AI Overviews are mainly triggered when a user types in more complex, longer informational queries, such as “What is a hurricane?” and “What’s the difference between a hurricane and a tornado?” Users can get answers to those questions in an AI Overviews summary without clicking through to an article. Science and health content experienced the largest share growth of AI Overviews (up about 20%) from January to March 2025, according to a recent Semrush study.
“We’re not seeing [click-throughs] from those [long-tail, informational] keywords like we used to, [from the ones] that trigger AI Overviews,” the SEO manager said. While they did not share data that supported this, they did say that the impact was notable enough that their team was no longer targeting those keywords.
Google AI Overviews still a measurement black hole
Google still isn’t sharing click-through rates from AI Overviews, and isn’t separating that data from regular search referral traffic in its analytics dashboards.
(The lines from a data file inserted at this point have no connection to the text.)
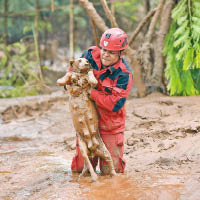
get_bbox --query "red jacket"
[82,46,133,134]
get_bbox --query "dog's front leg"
[77,134,98,181]
[79,160,88,179]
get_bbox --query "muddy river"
[0,94,200,200]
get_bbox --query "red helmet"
[100,28,128,51]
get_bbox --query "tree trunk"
[140,0,165,86]
[4,0,8,45]
[34,0,43,82]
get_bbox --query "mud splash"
[0,94,200,200]
[80,174,180,200]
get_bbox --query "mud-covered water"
[0,93,200,200]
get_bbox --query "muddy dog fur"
[57,58,116,181]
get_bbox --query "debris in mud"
[0,95,200,200]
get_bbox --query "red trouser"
[71,133,126,174]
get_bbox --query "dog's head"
[70,58,91,73]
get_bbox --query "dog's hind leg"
[78,134,98,181]
[79,161,89,179]
[95,135,117,176]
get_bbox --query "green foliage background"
[164,0,200,96]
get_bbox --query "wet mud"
[0,94,200,200]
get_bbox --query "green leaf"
[183,49,194,70]
[174,30,189,47]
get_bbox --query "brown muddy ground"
[0,93,200,200]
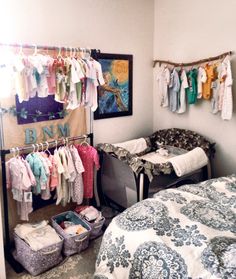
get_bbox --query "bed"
[97,128,215,210]
[94,175,236,279]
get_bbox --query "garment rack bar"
[153,51,234,68]
[0,133,93,273]
[5,133,93,154]
[0,42,100,53]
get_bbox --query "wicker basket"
[83,217,106,240]
[13,233,63,276]
[52,211,91,256]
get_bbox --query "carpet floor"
[6,236,102,279]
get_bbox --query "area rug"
[6,237,102,279]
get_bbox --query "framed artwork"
[94,53,133,119]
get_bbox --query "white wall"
[0,0,154,143]
[0,0,154,270]
[153,0,236,176]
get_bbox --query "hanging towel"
[113,138,147,154]
[169,147,208,177]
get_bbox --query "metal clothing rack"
[0,133,94,273]
[153,51,234,68]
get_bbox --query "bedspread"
[94,175,236,279]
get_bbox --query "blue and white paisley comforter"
[94,175,236,279]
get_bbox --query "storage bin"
[51,211,91,256]
[13,233,63,276]
[83,217,105,240]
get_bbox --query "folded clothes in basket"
[113,138,147,154]
[15,221,61,251]
[80,206,102,222]
[64,225,88,235]
[169,147,208,177]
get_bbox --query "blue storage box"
[51,211,91,256]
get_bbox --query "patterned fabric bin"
[87,217,105,240]
[52,211,91,256]
[13,233,63,276]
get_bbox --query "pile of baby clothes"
[75,206,105,240]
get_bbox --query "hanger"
[39,142,43,152]
[36,143,39,153]
[10,147,16,157]
[44,141,52,155]
[18,45,24,56]
[33,45,38,55]
[80,135,89,146]
[55,140,57,150]
[57,47,63,61]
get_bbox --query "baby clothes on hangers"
[186,69,198,104]
[75,144,100,198]
[202,64,215,100]
[221,56,233,120]
[26,153,48,195]
[177,70,188,113]
[70,145,84,204]
[197,67,207,99]
[168,68,180,112]
[6,157,36,221]
[157,66,170,107]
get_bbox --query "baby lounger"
[97,128,215,210]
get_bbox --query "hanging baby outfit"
[76,144,100,198]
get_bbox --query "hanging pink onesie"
[75,144,100,199]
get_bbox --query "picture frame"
[94,53,133,120]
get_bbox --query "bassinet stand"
[0,133,93,273]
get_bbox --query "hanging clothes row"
[6,137,100,221]
[0,44,105,111]
[157,55,233,120]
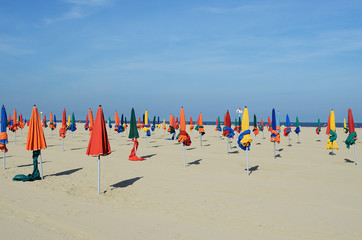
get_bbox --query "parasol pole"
[332,141,334,156]
[288,134,290,147]
[274,142,277,158]
[39,151,44,180]
[354,143,358,165]
[226,137,229,154]
[98,155,101,195]
[3,151,5,170]
[182,144,186,167]
[246,147,249,176]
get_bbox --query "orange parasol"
[87,105,111,156]
[88,108,94,136]
[86,105,111,195]
[25,105,47,151]
[195,113,205,146]
[13,105,47,182]
[190,117,194,132]
[177,107,191,146]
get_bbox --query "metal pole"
[332,141,334,155]
[200,132,202,147]
[98,155,101,195]
[246,147,249,176]
[274,142,277,158]
[354,143,358,165]
[288,134,290,146]
[182,144,186,167]
[3,151,6,170]
[39,152,43,180]
[226,137,229,154]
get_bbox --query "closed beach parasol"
[238,106,253,176]
[270,108,280,158]
[167,114,176,140]
[195,113,205,146]
[190,117,194,132]
[43,114,48,128]
[86,105,111,195]
[315,118,322,135]
[13,105,47,182]
[59,108,67,151]
[284,114,292,146]
[222,110,235,154]
[345,108,358,165]
[114,111,124,144]
[88,108,94,136]
[128,108,146,161]
[177,107,191,167]
[10,109,18,143]
[70,112,77,140]
[253,114,259,136]
[259,118,265,139]
[294,116,300,143]
[84,114,89,131]
[18,113,25,135]
[326,109,339,155]
[108,117,112,128]
[142,110,151,147]
[0,105,8,170]
[343,118,348,133]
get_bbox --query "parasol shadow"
[111,177,143,188]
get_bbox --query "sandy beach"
[0,124,362,240]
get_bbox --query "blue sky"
[0,0,362,122]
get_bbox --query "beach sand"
[0,124,362,240]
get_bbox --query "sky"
[0,0,362,122]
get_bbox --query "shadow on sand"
[45,168,83,177]
[111,177,143,188]
[245,165,259,175]
[188,159,202,166]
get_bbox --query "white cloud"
[0,42,34,56]
[44,0,113,25]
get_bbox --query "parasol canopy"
[86,105,111,156]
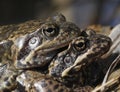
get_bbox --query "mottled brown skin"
[17,70,70,92]
[0,14,81,91]
[49,32,111,85]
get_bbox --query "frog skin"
[0,14,80,69]
[0,14,81,91]
[13,70,72,92]
[49,30,112,83]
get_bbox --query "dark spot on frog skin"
[6,81,11,86]
[3,77,8,81]
[53,84,59,90]
[58,89,64,92]
[49,81,53,84]
[41,80,47,87]
[46,89,52,92]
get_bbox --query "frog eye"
[28,37,40,49]
[73,40,85,51]
[64,56,72,66]
[43,27,58,37]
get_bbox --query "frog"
[13,30,112,92]
[13,70,72,92]
[0,14,81,91]
[1,14,80,68]
[49,30,112,86]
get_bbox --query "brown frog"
[49,30,111,85]
[0,14,81,91]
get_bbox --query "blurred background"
[0,0,120,28]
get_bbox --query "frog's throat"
[61,48,94,77]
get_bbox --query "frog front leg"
[0,40,13,66]
[0,64,19,92]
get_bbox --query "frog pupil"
[76,42,84,47]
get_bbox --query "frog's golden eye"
[43,26,59,37]
[73,40,85,51]
[28,37,40,49]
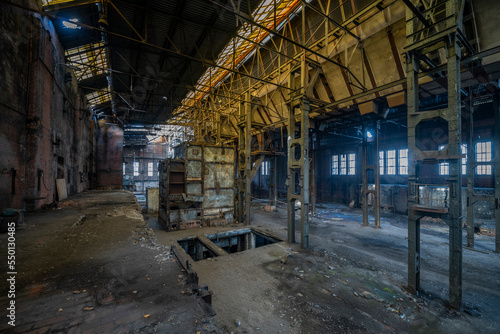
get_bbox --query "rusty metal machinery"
[158,143,235,231]
[405,0,466,309]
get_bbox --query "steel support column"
[238,92,252,225]
[287,58,310,248]
[405,0,462,309]
[467,105,477,248]
[361,122,380,227]
[245,91,252,225]
[493,94,500,253]
[269,156,278,206]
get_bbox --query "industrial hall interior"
[0,0,500,334]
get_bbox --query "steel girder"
[362,121,380,227]
[405,0,462,309]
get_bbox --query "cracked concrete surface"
[0,191,500,333]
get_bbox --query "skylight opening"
[86,87,111,107]
[63,19,82,29]
[65,42,108,82]
[174,0,300,114]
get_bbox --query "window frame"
[347,153,356,175]
[386,149,397,175]
[475,141,493,176]
[339,154,347,175]
[133,161,140,176]
[398,148,409,175]
[331,154,340,175]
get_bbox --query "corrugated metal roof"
[43,0,288,122]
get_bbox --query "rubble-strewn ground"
[0,191,220,333]
[0,191,500,334]
[152,200,500,333]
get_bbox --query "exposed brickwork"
[96,122,123,189]
[0,2,94,210]
[122,144,167,193]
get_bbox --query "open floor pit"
[177,228,281,261]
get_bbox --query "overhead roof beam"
[208,0,366,90]
[299,0,361,41]
[20,3,294,91]
[403,0,431,28]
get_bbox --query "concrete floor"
[0,191,500,333]
[0,191,220,333]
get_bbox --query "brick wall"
[0,1,95,210]
[96,121,123,189]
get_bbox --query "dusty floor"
[151,204,500,333]
[0,191,500,333]
[0,191,220,333]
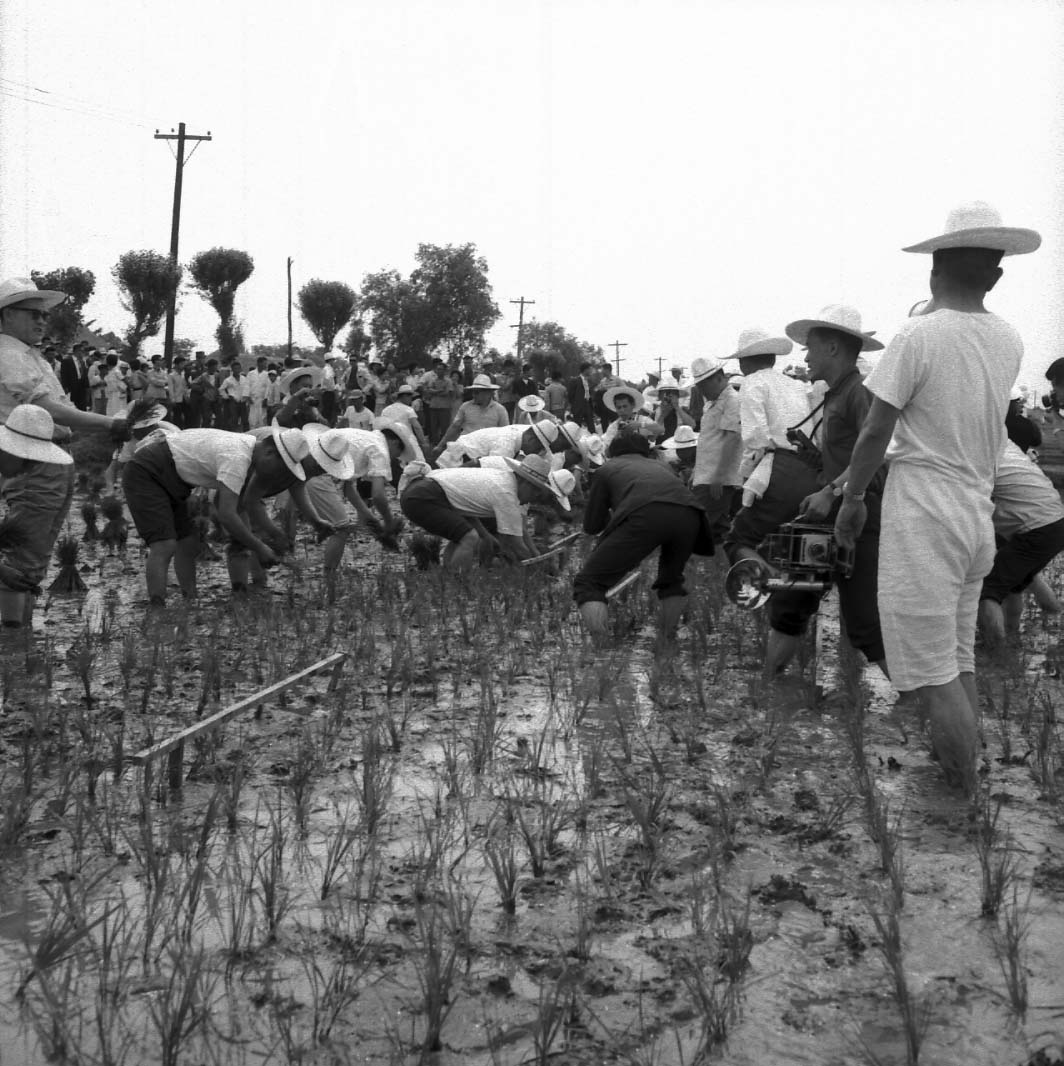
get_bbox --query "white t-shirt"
[869,310,1023,499]
[428,467,525,536]
[338,430,391,481]
[343,404,373,430]
[993,439,1064,540]
[447,425,528,459]
[381,402,418,429]
[166,430,257,496]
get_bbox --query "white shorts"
[878,465,994,692]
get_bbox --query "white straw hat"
[787,304,883,352]
[732,326,794,359]
[659,425,698,448]
[602,385,646,410]
[303,422,355,481]
[270,419,310,481]
[0,403,74,466]
[0,277,66,311]
[902,200,1042,256]
[691,357,725,385]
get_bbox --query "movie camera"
[724,522,853,611]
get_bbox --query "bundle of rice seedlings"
[100,496,129,552]
[407,533,444,570]
[81,500,100,543]
[48,537,86,595]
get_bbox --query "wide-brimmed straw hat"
[373,418,424,463]
[0,277,66,311]
[506,455,577,511]
[580,433,606,466]
[731,326,794,359]
[902,200,1042,256]
[0,403,74,466]
[602,385,646,410]
[528,422,559,452]
[787,304,883,352]
[691,356,726,385]
[303,422,355,481]
[278,367,324,395]
[270,419,310,481]
[659,425,698,448]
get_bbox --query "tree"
[521,319,602,379]
[111,251,184,356]
[410,244,499,359]
[342,318,373,362]
[30,267,96,344]
[296,277,358,352]
[189,248,255,364]
[360,270,435,366]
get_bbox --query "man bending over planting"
[573,431,713,637]
[400,455,576,570]
[123,424,320,605]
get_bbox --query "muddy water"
[0,541,1064,1066]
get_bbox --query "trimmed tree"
[111,251,184,356]
[189,248,255,364]
[30,267,96,344]
[296,277,358,352]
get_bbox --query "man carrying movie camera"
[835,200,1042,792]
[0,277,129,628]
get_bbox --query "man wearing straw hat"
[433,374,510,458]
[400,455,576,570]
[835,200,1042,792]
[438,422,566,470]
[691,358,743,539]
[0,404,74,629]
[764,304,887,677]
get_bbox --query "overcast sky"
[0,0,1064,392]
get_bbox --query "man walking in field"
[835,200,1042,791]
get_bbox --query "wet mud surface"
[0,501,1064,1066]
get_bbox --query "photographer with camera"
[780,304,887,676]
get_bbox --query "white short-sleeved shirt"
[865,310,1023,490]
[428,467,525,536]
[343,404,384,430]
[337,430,391,481]
[0,334,74,422]
[691,388,742,486]
[448,425,528,459]
[166,430,257,496]
[381,403,418,429]
[993,439,1064,540]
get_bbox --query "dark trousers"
[573,503,702,603]
[979,518,1064,603]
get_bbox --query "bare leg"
[174,533,199,599]
[920,674,979,793]
[580,597,609,639]
[659,596,688,636]
[764,629,802,681]
[144,540,177,603]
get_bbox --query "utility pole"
[288,256,292,359]
[510,296,535,366]
[155,123,211,367]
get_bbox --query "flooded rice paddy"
[0,511,1064,1066]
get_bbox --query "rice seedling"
[48,536,88,596]
[972,790,1019,918]
[994,881,1031,1021]
[868,895,931,1066]
[482,805,520,915]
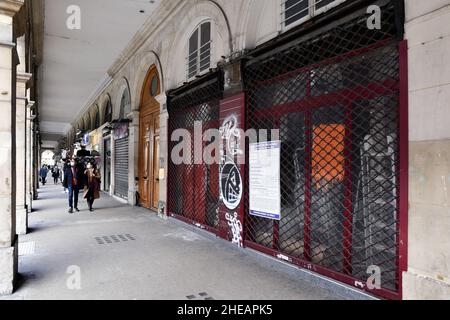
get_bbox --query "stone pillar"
[0,0,23,295]
[109,131,116,196]
[156,93,170,218]
[31,127,41,196]
[403,1,450,300]
[128,111,139,206]
[16,72,31,235]
[16,36,31,235]
[25,101,36,213]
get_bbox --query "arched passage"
[139,65,161,209]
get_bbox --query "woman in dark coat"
[84,163,101,212]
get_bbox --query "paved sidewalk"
[1,186,348,300]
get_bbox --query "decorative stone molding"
[0,0,24,17]
[17,72,33,84]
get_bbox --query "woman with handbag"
[84,163,101,212]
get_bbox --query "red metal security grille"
[244,2,403,298]
[167,77,222,233]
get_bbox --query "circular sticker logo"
[220,158,243,210]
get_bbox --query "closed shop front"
[114,124,129,199]
[168,74,222,234]
[244,1,408,298]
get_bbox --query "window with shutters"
[281,0,346,30]
[187,21,212,80]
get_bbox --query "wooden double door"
[139,66,160,210]
[139,112,160,209]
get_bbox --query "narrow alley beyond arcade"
[4,185,356,300]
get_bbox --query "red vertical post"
[397,40,409,298]
[303,110,312,261]
[303,70,313,261]
[343,103,353,275]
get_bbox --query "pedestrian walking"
[39,165,48,186]
[52,165,60,185]
[64,159,83,213]
[84,163,101,212]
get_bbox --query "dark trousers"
[86,190,95,209]
[69,186,80,208]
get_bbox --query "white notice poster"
[249,141,281,220]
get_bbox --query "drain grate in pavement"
[186,292,214,300]
[95,234,136,245]
[19,241,36,256]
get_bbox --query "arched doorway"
[139,66,161,209]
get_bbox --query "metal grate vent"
[19,241,36,256]
[95,234,136,245]
[186,292,215,301]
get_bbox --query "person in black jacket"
[77,146,91,158]
[64,159,84,213]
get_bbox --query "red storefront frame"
[244,40,409,300]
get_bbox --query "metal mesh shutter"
[168,78,222,232]
[244,4,400,298]
[114,138,129,199]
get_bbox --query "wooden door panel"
[139,66,160,209]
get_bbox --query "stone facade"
[65,0,450,299]
[403,0,450,299]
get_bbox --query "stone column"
[128,111,139,206]
[109,131,116,196]
[156,93,170,218]
[16,72,31,235]
[0,0,23,295]
[25,101,36,213]
[31,127,41,196]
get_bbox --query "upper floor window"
[187,21,211,80]
[119,89,131,120]
[104,100,112,123]
[282,0,345,28]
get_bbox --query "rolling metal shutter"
[114,137,128,199]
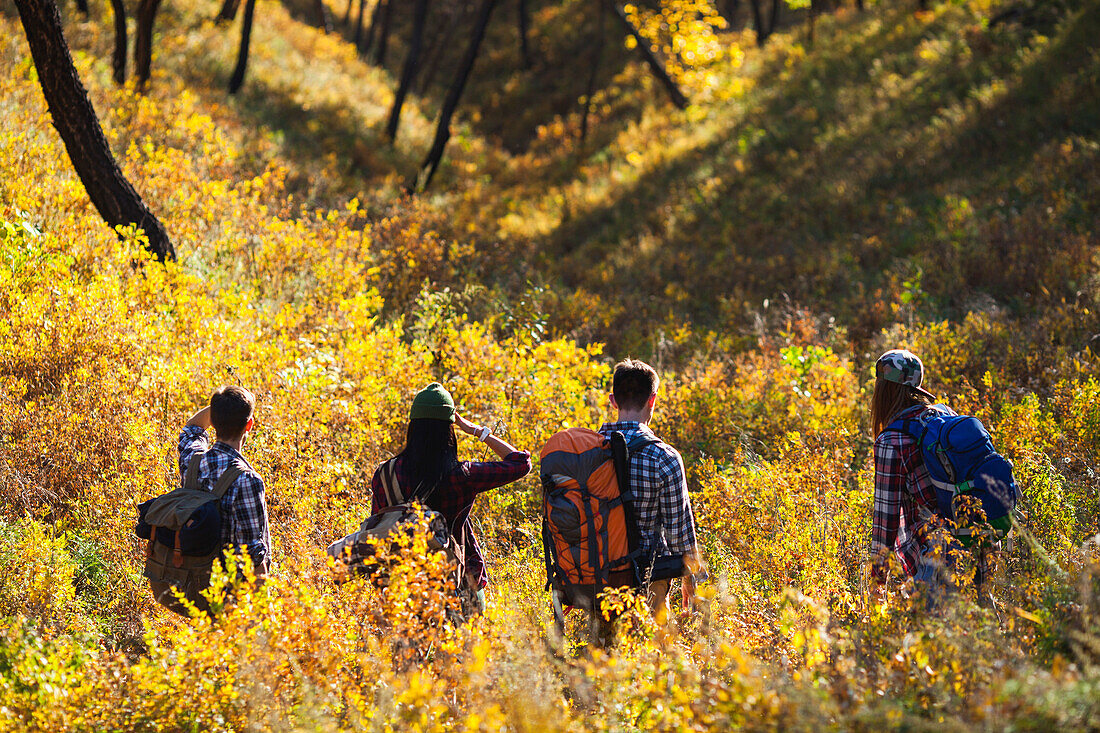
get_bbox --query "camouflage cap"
[875,349,936,400]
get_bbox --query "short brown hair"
[612,358,661,409]
[210,384,256,438]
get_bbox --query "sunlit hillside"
[0,0,1100,731]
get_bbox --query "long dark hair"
[871,376,932,438]
[398,417,459,501]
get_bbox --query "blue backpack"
[887,405,1019,547]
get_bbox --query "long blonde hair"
[871,376,932,438]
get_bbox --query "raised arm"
[454,412,521,458]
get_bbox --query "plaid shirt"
[600,422,697,555]
[179,425,272,569]
[871,405,938,580]
[371,450,531,588]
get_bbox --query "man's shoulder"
[206,442,264,486]
[636,430,683,461]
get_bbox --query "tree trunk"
[581,2,607,142]
[405,0,497,194]
[134,0,161,87]
[717,0,741,28]
[607,0,688,109]
[749,0,768,46]
[374,0,394,68]
[111,0,127,85]
[229,0,256,95]
[417,2,470,95]
[386,0,428,143]
[15,0,176,262]
[351,0,367,51]
[355,0,386,54]
[314,0,332,33]
[519,0,535,68]
[217,0,241,23]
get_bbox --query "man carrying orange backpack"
[539,359,700,629]
[600,359,701,620]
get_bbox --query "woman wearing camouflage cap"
[871,349,954,587]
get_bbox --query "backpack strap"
[184,450,206,489]
[607,431,641,555]
[213,461,244,499]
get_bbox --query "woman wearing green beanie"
[371,382,531,611]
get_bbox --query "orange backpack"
[539,428,658,622]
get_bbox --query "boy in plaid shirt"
[179,386,272,577]
[600,359,701,619]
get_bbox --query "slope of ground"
[0,2,1100,731]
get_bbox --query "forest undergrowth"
[0,2,1100,731]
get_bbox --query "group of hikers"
[139,349,1014,620]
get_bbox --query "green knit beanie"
[409,382,454,423]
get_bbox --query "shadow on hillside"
[543,2,1098,343]
[182,47,419,200]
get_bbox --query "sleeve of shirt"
[224,473,268,568]
[462,450,531,495]
[371,467,386,514]
[178,425,210,481]
[658,450,697,555]
[871,437,905,580]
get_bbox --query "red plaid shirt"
[371,450,531,588]
[871,405,937,580]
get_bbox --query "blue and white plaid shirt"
[600,422,697,556]
[179,425,272,570]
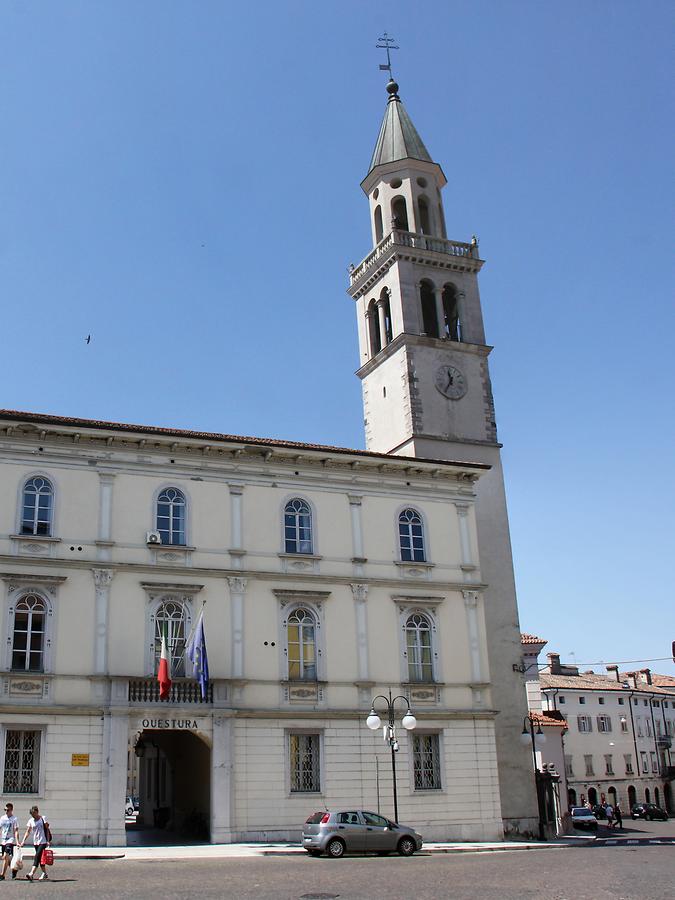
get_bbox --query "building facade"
[526,641,675,813]
[349,80,537,833]
[0,82,537,845]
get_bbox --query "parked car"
[302,809,422,859]
[570,806,598,831]
[630,803,668,822]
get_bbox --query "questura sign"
[141,719,199,731]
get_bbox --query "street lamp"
[366,689,417,824]
[520,713,546,841]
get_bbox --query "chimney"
[605,666,621,683]
[546,653,562,675]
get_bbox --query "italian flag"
[157,632,171,700]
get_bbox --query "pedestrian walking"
[21,806,52,881]
[0,803,19,881]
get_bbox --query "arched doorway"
[127,720,211,844]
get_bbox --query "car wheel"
[396,838,415,856]
[326,838,345,859]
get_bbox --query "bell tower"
[348,77,537,833]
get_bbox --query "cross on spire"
[375,31,399,79]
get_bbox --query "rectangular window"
[3,730,40,794]
[288,734,321,793]
[412,734,441,791]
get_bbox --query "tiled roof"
[0,409,491,469]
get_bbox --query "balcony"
[349,229,482,287]
[129,678,213,705]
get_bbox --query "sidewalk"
[54,837,594,860]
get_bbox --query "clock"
[434,366,466,400]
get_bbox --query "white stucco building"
[0,75,536,845]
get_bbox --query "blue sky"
[0,0,675,673]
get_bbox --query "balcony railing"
[349,229,480,284]
[129,678,213,703]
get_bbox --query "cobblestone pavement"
[11,845,675,900]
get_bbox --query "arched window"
[374,206,383,244]
[12,594,47,672]
[155,599,187,678]
[284,497,314,553]
[21,476,54,536]
[420,281,439,337]
[405,613,434,684]
[398,509,426,562]
[157,488,185,544]
[286,609,316,681]
[366,300,382,356]
[442,284,462,341]
[417,197,431,234]
[391,197,409,231]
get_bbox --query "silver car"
[302,809,422,859]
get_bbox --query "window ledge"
[277,553,323,560]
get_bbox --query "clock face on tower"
[434,366,466,400]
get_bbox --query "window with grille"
[284,497,314,553]
[3,730,40,794]
[157,488,185,546]
[288,734,321,793]
[155,599,187,678]
[412,734,441,791]
[405,613,434,683]
[12,594,47,672]
[21,477,54,536]
[398,509,426,562]
[286,609,316,681]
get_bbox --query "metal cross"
[375,31,399,78]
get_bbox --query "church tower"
[349,79,537,833]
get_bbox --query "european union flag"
[185,611,209,700]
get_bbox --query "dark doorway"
[127,729,211,846]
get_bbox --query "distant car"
[630,803,668,822]
[570,806,598,831]
[302,809,422,859]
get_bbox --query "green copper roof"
[368,80,433,173]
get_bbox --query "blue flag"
[185,610,209,700]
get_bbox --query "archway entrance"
[127,729,211,845]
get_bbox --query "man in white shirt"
[0,803,19,881]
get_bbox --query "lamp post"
[520,713,546,841]
[366,689,417,824]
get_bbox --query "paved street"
[11,846,675,900]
Publishers have found their own ways to track the impact of AI Overviews, using third-party tools like Semrush and Moz. Ziff Davis compared CTRs on top search queries from a year ago to similar queries that now include AI Overviews, and found that AI Overviews is triggered in “a little over 20%,” Ziff Davis CEO Vivek Shah said in its May earnings call.
“About a third of the time, we’re getting cited [in AI Overviews], and presumably citations in AIOs is a good thing. Because it comes with links. I think that [is], something to watch,” Shah added.
AI Overviews appear for about a third of search results related to Dotdash Meredith’s content, CEO Neil Vogel said in a recent earnings call. Dotdash Meredith is working to reduce its reliance on Google referral traffic, which now accounts for about a third of the publisher’s traffic, he added.
However, these calculations aren’t foolproof.
“We’re basically relying on third-party tools, and that can be hit or miss,” said one news publishing exec who asked to speak anonymously. While their news outlet hadn’t seen much of a change in Google search traffic or clickthroughs since the rollout of AI Overviews, they noted it was difficult to measure apples to apples, given the fluctuations in news cycles.
Publishers concerned AI Mode is the real threat to referral traffic
News publishers in general seem to be more insulated from Google’s generative AI search features so far. Hard news queries don’t seem to trigger AI Overviews. Real-time information categories — such as news and sports — were the least affected by the increase in AI Overviews in Google Search results, according to a recent analysis by Semrush and Datos.
But that may not be the case for long. There’s a growing sense of unease among publishers around how Google’s AI Mode will amplify and accelerate the slow erosion of CTRs publishers have seen to date with AI Overviews.
AI Mode is an experimental feature for search that resembles the search experience of ChatGPT Search or Perplexity, letting users ask follow-up questions without leaving the page, and is powered by Google’s Gemini 2.0 AI model.
Although the feature remains in beta for now, some publishers with access to Google’s Search Labs incubator are testing it. And Google recently started testing it on its homepage.
One news publishing exec said recent tests they conducted in Google’s AI Mode showed the search engine was able to ingest breaking news content and summarize that information “much quicker” than AI Overviews.
In one test, they input some queries into AI Mode about a breaking news story they hadn’t published yet, and the search engine couldn’t answer questions about that story. Ten minutes after the news org published its story, AI Mode “had everything available to it” about that topic.
The news publishing exec said AI Mode is the real threat to publishers’ referral traffic, once it’s rolled out widely.
“AIOs is just a trial balloon to collect data for AI Mode,” they said.
Google did not respond to a request for comment before publishing time.